Но спасение, по своему обыкновению, любит появляться неожиданно. Вдалеке, сначала ели слышно, а через несколько мгновений уже более отчётливо послышался, бронзовый звук труб, который сумел выделиться над лязганьем клинков и воплями умирающих.

— Знакомый звук, но чей же? Наш или врага? — Повторял, раз за разом бывший адмирал, который уже тоже ничего не понимал в происходящем.

Вглядевшись в уже помутневшую от сумерек даль Агилар заметил, что с холмов к полю битвы спешат новые полки. Свежие сотни воинов, как молния по ночному небу, появившись из ниоткуда приближались всё ближе и ближе.

— Неужели к Виго прибыло подкрепление?

Прошло ещё несколько минут, и Агилар опустил глаза. — Сейчас, наверное, уже можно разглядеть к кому прибыло подкрепление, но где набраться мужества, чтобы увидеть это.

— Мамлюк! — С восторгом выкрикнул он, когда всё-таки решился посмотреть в ту сторону.

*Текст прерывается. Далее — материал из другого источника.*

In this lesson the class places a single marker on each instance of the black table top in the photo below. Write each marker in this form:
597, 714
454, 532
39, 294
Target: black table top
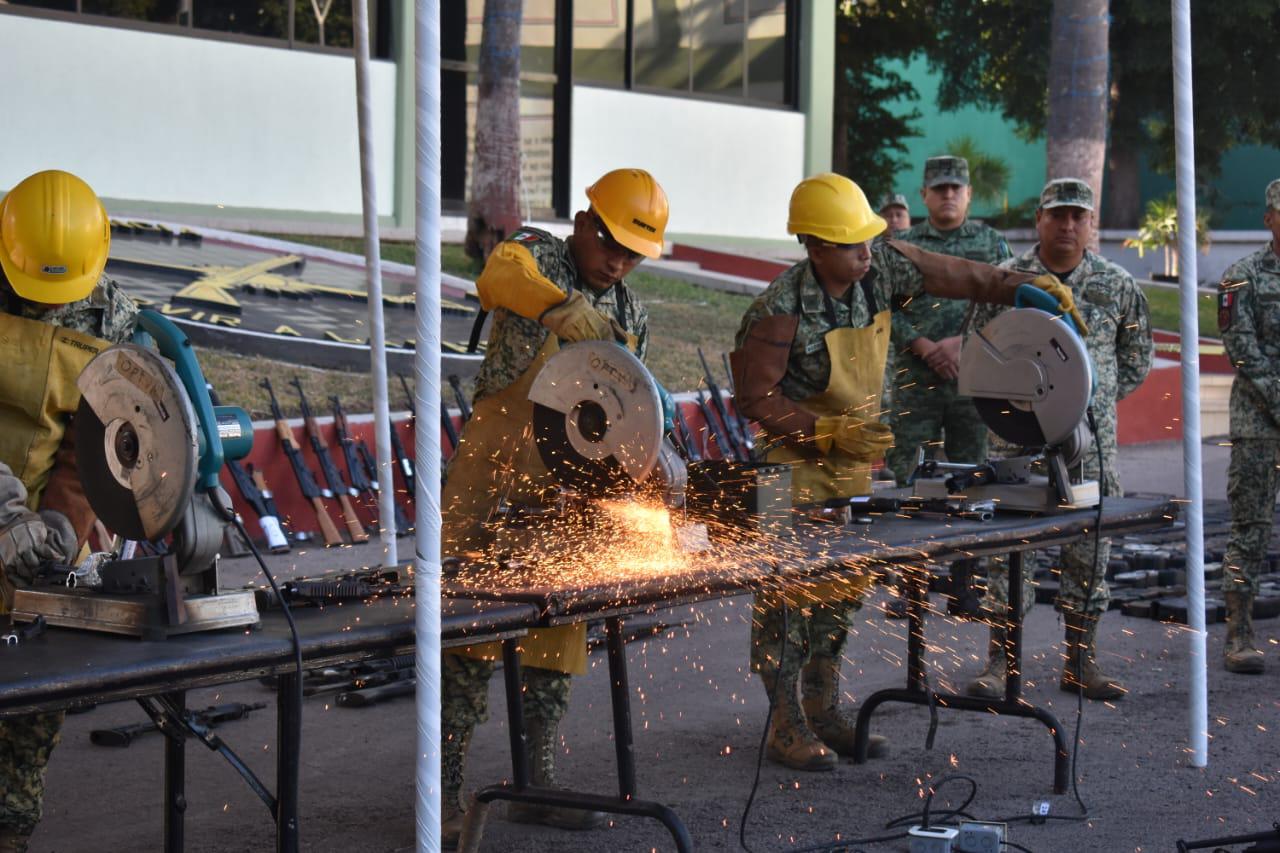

Моряки из его родного лагеря, пешим строем спешили на помощь. Агилар никогда бы не ошибся. Особое построение, которое на флоте называлось трёхлинейным, чёрно-синие корабельные костюмы и специальная манера вешать через плечо боевое оружие, всё это были признаки штурмовых бригад военно-морского флота Бонвитана, из лагеря Мамлюк.

— Моряки, вперёд! — Кричал он через решётку, даже не рассчитывая, что его кто-то в этом кромешном аду, услышит. Невообразимую гордость испытал Гай в тот момент, за своих братьев по оружию. И в тоже время невообразимую боль, что он не может, сейчас быть с ними рядом.

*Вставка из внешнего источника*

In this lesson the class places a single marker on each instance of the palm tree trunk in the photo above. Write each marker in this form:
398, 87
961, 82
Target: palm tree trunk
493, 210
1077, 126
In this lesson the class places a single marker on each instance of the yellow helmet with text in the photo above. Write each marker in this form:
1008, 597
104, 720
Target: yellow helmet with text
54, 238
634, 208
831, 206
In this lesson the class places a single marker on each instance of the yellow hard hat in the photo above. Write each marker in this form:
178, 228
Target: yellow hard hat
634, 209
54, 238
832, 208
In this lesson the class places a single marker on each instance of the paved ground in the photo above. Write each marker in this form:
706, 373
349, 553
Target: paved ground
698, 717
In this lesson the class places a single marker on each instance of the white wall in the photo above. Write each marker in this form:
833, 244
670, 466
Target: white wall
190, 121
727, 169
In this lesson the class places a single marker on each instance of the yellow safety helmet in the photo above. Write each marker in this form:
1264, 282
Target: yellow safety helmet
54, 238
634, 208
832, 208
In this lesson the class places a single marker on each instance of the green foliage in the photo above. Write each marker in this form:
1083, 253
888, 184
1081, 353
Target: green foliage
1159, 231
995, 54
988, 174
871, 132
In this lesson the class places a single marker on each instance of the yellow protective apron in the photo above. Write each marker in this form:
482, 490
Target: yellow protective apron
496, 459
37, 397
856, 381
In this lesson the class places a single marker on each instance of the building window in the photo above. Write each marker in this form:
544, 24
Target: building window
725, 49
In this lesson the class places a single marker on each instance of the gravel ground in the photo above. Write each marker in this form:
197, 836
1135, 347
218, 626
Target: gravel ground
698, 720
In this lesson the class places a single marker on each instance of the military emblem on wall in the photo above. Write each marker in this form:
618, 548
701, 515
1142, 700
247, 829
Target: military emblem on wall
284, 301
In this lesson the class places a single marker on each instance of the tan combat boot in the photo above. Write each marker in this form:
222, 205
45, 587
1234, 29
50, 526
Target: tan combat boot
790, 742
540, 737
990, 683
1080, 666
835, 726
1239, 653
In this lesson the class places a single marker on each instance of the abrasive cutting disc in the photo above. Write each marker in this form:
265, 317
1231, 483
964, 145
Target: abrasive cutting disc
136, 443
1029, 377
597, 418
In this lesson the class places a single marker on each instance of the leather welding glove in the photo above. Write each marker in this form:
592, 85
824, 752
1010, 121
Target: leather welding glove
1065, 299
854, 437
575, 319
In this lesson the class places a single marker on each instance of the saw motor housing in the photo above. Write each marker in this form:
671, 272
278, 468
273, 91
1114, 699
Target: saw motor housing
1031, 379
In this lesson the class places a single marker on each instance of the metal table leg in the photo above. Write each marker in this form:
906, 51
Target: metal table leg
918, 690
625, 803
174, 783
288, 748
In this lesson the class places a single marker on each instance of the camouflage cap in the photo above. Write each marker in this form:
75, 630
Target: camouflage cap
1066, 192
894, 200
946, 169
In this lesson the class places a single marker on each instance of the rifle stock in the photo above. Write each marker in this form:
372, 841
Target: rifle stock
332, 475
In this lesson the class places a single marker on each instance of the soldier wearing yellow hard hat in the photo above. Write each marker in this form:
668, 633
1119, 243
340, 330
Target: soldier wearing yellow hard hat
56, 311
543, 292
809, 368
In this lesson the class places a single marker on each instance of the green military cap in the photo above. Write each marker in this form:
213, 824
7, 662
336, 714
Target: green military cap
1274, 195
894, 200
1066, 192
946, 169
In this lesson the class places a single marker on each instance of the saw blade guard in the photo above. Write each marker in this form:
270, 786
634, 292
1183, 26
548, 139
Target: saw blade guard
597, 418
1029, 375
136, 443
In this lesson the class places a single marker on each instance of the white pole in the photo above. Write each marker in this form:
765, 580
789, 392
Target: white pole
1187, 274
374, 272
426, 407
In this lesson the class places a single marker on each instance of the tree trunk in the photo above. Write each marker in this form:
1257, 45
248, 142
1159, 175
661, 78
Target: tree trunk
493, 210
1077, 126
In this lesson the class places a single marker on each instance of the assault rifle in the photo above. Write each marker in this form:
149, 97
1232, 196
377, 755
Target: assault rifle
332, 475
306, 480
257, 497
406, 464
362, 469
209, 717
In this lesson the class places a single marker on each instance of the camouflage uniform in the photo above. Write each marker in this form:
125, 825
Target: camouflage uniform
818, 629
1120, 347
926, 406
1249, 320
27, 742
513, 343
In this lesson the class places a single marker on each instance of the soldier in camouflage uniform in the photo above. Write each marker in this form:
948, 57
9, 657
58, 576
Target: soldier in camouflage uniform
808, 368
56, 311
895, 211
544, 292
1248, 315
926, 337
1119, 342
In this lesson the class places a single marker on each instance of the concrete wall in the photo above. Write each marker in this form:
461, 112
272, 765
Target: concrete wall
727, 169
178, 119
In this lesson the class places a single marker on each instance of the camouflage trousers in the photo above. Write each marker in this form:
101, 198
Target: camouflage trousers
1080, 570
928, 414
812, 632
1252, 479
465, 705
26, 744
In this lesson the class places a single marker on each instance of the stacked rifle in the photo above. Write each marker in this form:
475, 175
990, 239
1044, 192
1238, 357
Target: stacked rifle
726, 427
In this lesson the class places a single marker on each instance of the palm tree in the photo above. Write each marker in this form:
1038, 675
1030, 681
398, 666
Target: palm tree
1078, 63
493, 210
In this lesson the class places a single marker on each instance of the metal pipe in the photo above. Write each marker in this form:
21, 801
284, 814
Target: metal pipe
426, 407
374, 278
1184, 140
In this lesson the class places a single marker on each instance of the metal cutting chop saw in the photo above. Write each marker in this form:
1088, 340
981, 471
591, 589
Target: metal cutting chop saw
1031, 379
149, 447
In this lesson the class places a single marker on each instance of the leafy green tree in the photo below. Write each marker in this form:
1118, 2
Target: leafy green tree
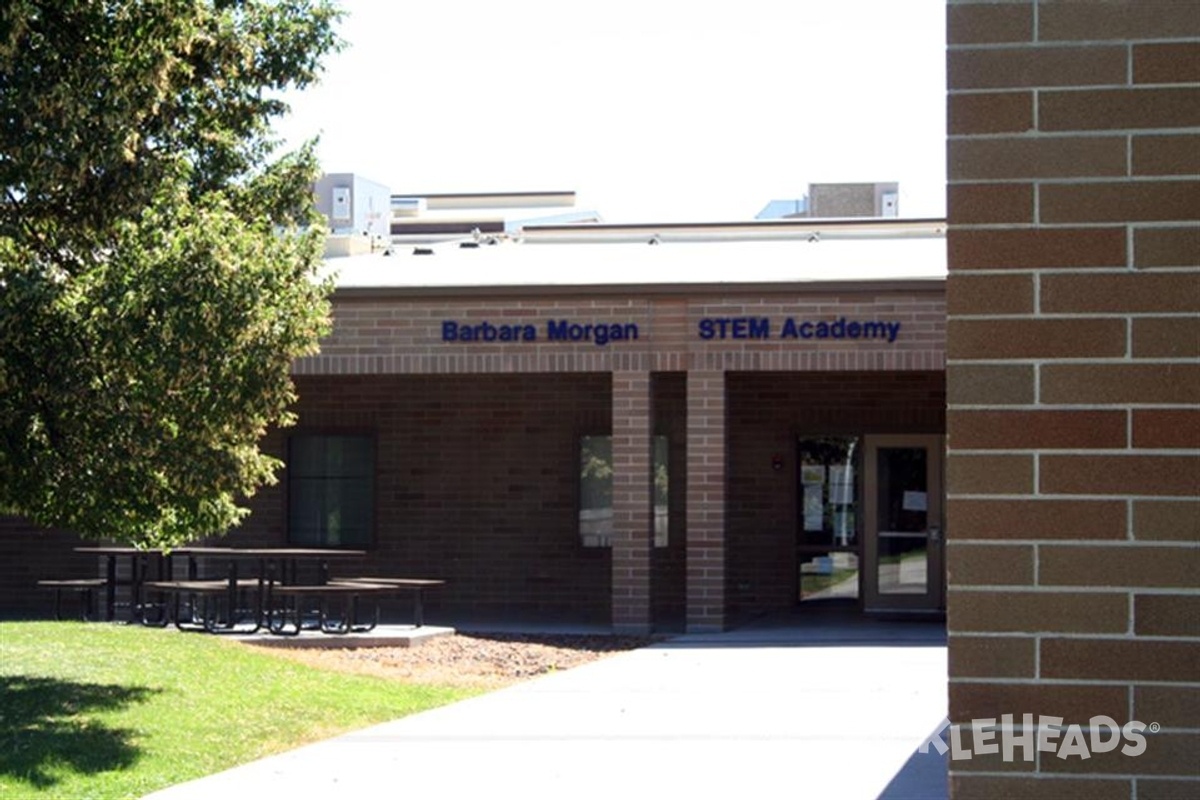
160, 264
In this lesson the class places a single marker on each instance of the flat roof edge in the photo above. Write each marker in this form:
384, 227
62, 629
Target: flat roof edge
924, 286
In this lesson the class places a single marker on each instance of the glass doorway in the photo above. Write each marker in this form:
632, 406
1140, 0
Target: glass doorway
828, 542
903, 548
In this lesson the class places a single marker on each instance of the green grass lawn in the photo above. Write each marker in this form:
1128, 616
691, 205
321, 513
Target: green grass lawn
93, 710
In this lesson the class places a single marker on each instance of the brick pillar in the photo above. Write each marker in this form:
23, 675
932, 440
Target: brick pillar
631, 500
706, 500
1073, 386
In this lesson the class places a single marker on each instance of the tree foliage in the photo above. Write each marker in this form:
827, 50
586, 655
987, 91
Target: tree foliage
159, 263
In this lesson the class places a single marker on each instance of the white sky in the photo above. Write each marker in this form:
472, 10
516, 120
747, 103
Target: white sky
652, 110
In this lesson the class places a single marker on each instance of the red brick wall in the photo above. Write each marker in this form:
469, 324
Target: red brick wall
503, 421
1074, 384
29, 554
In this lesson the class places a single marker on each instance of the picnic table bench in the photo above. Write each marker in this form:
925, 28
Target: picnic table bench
85, 588
286, 611
395, 585
215, 599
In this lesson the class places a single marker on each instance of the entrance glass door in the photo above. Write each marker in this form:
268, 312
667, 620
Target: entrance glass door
903, 551
827, 540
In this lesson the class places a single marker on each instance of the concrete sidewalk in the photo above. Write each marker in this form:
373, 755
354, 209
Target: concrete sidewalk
817, 710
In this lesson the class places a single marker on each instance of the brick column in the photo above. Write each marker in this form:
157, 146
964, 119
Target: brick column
706, 500
631, 500
1073, 386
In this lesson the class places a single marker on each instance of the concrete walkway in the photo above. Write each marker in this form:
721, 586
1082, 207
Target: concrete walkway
826, 709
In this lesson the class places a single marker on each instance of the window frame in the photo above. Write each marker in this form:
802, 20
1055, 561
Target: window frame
372, 481
579, 492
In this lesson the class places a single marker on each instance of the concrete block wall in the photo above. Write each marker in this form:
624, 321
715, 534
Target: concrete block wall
1073, 385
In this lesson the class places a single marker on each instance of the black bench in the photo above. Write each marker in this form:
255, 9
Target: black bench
394, 585
287, 608
87, 589
215, 596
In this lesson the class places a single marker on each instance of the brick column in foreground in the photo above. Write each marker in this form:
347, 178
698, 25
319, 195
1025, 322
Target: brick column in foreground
631, 500
1074, 388
706, 500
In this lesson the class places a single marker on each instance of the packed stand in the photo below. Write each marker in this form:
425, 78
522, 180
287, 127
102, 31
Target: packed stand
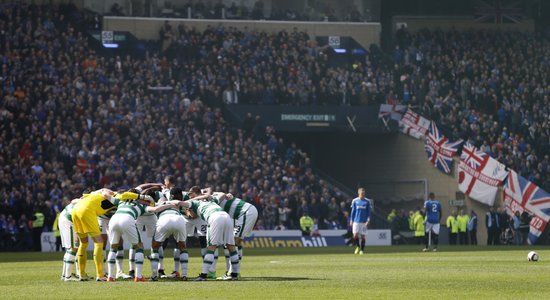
490, 88
73, 121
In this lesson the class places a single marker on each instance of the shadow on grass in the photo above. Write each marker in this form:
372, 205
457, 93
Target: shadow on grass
266, 278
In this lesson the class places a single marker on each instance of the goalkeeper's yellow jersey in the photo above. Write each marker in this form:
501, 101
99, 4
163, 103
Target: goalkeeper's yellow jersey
96, 203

События, происходившие далее, развивались настолько стремительно, что только истинные полководцы способны были дать оценку в этой сумбурной обстановке.

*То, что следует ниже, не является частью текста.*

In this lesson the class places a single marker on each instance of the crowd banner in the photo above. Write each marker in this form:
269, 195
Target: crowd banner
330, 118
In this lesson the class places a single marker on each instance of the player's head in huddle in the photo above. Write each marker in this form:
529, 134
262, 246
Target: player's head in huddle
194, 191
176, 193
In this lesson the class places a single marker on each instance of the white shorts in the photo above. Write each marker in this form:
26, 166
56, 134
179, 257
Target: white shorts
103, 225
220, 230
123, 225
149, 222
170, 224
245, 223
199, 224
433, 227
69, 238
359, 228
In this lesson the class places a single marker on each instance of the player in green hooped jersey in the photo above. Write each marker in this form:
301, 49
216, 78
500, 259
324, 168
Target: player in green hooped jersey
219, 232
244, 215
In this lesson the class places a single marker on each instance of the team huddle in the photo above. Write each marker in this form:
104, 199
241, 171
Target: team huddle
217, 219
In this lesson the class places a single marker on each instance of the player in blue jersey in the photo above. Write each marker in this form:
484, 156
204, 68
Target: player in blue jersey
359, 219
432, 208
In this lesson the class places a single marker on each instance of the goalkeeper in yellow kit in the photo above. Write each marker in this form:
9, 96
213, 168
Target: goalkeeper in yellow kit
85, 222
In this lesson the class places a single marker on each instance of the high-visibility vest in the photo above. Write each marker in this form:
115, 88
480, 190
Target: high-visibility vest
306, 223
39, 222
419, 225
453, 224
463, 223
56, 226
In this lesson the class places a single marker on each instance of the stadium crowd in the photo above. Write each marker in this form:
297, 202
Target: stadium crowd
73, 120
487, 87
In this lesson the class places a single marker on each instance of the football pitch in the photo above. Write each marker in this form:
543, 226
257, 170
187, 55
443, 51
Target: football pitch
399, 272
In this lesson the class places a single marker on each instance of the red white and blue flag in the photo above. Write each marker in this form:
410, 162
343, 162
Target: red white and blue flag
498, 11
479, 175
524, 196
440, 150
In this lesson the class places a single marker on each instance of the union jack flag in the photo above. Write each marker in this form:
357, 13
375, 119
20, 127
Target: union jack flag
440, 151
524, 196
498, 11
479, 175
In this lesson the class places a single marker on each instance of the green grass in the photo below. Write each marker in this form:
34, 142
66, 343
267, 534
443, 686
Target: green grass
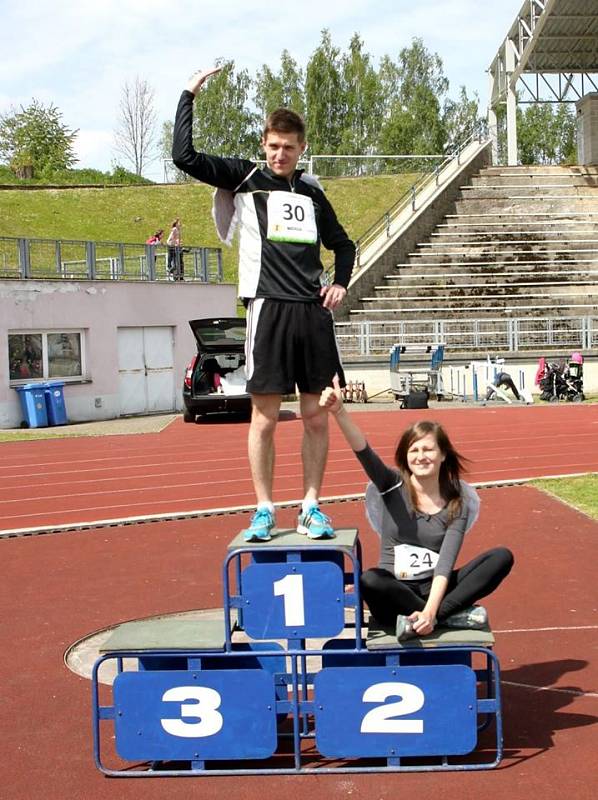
131, 214
581, 492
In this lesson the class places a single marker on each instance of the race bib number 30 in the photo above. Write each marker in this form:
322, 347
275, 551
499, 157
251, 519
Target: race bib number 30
291, 218
413, 562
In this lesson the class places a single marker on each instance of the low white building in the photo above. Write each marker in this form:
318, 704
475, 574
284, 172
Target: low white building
120, 347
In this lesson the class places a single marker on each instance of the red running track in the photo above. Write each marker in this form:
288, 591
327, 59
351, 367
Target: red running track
188, 468
58, 588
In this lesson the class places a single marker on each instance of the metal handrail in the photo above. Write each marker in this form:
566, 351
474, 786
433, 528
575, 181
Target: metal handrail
76, 259
410, 196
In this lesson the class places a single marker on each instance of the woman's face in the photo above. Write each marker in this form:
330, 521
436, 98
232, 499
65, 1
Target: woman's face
424, 457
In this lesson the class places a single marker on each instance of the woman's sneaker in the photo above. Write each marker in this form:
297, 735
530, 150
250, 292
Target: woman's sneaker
260, 526
315, 525
404, 628
475, 617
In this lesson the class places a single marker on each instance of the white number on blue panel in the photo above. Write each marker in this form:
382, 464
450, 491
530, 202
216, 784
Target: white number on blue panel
380, 719
291, 589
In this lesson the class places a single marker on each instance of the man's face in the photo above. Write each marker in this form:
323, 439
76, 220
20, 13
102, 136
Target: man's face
283, 151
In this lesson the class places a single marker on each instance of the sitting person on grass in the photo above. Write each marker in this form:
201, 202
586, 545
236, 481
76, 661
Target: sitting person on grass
425, 509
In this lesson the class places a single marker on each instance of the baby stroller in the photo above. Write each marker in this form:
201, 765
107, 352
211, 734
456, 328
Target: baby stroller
561, 380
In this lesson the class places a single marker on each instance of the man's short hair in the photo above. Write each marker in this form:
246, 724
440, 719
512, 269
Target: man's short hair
283, 120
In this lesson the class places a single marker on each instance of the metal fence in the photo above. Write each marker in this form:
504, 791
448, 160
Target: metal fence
84, 260
362, 339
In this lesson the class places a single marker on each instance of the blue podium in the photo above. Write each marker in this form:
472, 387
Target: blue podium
285, 681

Виго Разрушитель не дожидаясь столкновения начал отводить свои войска с позиций. Моряков было порядка пятисот, но это были свежие силы, и даже если бы армии Геммы и Рока в конечном итоге перебили и этот отряд, то на замок наступать было бы уже не кем.

Возведя заслон из щитов, неприятель отступал, рассчитывая, что кавалерия Бонвитана слишком истощена и ослаблена, чтобы преследовать отход.

Армия королевы действительно была не в состоянии атаковать. Рыцари Гальпы просто плелись следом за войсками Разрушителя, чтобы убедится, что они всё-таки уходят. На отдельных участках подобная картина напоминала пьяную пирушку, когда сердобольные хозяева отправились провожать хмельных гостей, до дома. Ликования среди победителей особо не было. Может от того что для этого не осталось сил, а может потому что Виго увёл с собой добрую часть армии. Битва была выиграна, но война продолжалась.

Картина через окно узилища сменилась. Всё действие сместилось в противоположную сторону от холмов, и Гай остался один на один с мертвецами, разбросанными по полю. По счастью, в полумраке, который уже завладел окрестностями, всей жути и мерзости было не видно.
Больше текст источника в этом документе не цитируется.